L’influence de Barye.

Mauro Corda réalise de très nombreuses sculptures et celles sur sa vision du règne animal sont tout particulièrement impressionnantes : « Quand vous commencez à travailler sur l’homme, vous avez envie d’aller plus loin, vers une forme plus abstraite. Quand vous faites le portrait d’un homme et celui d’un animal, vous voyez bien qu’il y a une interprétation, car c’est une abstraction. Après avoir commencé par un animal, je me suis dit que je pouvais continuer parce que, quand vous avez un fil, vous le tirez, et vous en découvrez d’autres. Tous les artistes ont eu des périodes. Ainsi, Picasso a été cubiste, il y a eu la période bleue, ensuite il a été au bout des choses en continuant avec ces formes que nous connaissons tous. Il a reconnu ensuite que sa première inspiration était Giotto et vous voyez qu’en tirant un fil, on découvre que c’est Giotto qui a amené tout cela… Personnellement, j’ai été influencé par Barye, qui est un grand sculpteur animalier.
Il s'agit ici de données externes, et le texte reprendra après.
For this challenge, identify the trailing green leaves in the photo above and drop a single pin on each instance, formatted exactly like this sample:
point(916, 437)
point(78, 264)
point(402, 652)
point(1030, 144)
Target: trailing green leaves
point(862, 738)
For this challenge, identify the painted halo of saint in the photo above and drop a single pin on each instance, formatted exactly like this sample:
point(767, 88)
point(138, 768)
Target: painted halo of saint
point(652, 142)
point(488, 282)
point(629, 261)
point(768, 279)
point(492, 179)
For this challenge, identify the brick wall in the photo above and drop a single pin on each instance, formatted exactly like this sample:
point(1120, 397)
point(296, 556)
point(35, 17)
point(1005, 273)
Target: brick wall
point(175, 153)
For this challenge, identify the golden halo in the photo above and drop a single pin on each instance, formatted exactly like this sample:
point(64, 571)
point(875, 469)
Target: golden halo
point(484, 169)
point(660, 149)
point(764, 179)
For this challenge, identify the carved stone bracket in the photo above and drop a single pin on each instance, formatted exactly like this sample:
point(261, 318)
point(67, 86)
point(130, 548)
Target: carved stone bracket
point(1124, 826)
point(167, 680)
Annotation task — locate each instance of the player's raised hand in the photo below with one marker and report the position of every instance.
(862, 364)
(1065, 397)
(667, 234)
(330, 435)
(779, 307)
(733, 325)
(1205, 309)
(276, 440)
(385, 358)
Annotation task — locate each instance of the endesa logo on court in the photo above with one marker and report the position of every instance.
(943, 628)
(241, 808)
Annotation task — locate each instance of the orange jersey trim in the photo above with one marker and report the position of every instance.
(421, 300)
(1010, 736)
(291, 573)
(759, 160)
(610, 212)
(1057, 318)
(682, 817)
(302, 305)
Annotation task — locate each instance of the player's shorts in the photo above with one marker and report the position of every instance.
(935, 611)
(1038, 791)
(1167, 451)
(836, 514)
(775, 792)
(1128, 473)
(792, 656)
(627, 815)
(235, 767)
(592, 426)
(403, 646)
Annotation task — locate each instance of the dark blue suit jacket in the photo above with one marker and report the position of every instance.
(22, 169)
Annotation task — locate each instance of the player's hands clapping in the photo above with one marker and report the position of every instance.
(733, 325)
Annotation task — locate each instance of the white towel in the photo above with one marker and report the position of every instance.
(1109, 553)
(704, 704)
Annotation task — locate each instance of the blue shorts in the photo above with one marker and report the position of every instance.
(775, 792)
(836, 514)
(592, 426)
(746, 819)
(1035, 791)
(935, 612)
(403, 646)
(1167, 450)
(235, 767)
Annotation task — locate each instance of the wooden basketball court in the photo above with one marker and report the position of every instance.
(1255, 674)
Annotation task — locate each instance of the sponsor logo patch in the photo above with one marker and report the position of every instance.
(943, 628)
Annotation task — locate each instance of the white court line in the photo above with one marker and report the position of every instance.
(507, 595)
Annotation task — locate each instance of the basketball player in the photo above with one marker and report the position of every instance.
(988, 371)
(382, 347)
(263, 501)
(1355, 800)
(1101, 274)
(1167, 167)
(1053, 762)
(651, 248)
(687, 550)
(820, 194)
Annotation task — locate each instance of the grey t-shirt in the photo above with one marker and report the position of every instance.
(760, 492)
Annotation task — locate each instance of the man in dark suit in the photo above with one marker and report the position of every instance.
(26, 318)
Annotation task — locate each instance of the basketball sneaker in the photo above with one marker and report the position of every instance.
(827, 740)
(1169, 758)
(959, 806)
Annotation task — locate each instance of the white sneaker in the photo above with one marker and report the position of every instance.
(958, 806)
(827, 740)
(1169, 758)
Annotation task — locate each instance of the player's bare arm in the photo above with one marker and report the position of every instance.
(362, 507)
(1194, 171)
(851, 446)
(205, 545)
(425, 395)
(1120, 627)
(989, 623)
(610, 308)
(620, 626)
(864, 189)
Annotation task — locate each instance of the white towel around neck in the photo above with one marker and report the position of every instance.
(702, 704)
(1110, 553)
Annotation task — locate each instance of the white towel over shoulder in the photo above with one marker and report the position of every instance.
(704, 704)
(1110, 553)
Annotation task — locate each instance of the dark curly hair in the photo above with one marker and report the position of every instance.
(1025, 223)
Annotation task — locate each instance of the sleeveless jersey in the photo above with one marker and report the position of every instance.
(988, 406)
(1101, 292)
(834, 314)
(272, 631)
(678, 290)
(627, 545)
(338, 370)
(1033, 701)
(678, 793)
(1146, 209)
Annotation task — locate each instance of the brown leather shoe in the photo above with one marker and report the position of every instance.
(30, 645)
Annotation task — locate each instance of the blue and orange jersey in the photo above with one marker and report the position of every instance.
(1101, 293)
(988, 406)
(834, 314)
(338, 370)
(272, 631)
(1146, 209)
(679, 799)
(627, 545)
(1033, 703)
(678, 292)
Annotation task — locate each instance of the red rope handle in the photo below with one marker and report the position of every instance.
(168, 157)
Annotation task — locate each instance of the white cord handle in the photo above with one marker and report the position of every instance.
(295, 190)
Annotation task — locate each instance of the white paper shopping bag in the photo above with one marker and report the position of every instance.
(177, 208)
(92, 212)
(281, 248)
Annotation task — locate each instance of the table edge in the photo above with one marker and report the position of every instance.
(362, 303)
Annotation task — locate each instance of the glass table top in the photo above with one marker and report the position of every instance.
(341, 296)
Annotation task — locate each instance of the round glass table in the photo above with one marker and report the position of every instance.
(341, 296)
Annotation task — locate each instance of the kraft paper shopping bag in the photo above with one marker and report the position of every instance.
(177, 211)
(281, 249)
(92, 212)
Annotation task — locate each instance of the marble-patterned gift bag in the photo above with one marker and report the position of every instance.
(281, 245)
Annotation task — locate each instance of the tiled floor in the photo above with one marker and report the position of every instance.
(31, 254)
Quand j’étais jeune, j’allais au Louvre pour regarder ses œuvres, avec la panthère, le lion ou le serpent. Ces animaux, c’est peut-être Barye qui me les a donnés et je me dis que tout cela vient de Barye, Bugatti et Pompon… » Une exposition où le spectateur se retrouve sollicité lors de la découverte d’une œuvre : « Je veux les interpeller sur leur être, mais aussi sur leur regard. Quand vous voyez une œuvre, en regardant bien à l’intérieur, vous découvrez des choses. Les spectateurs vont aussi regarder tout cela avec un œil d’enfant, parce que les enfants ont une compréhension beaucoup plus simple. J’avais envie d’atteindre cela. Par exemple, ils vont se demander s’il y a réellement des girafes comme ça, mais c’est une question que l’adulte ne se posera pas. Si l’on revient aux fables de La Fontaine, il a raconté l’homme avec ses fables et il a même réussi à raconter l’homme avec Le Chêne et le Roseau ».

Exposition Mauro Corda, jusqu’au 2 septembre 2018 à l’Espace culturel chapelle Sainte-Anne, Place du Maréchal Leclerc à La Baule. Ouverture du mardi au dimanche de 14h à 20h. Entrée libre.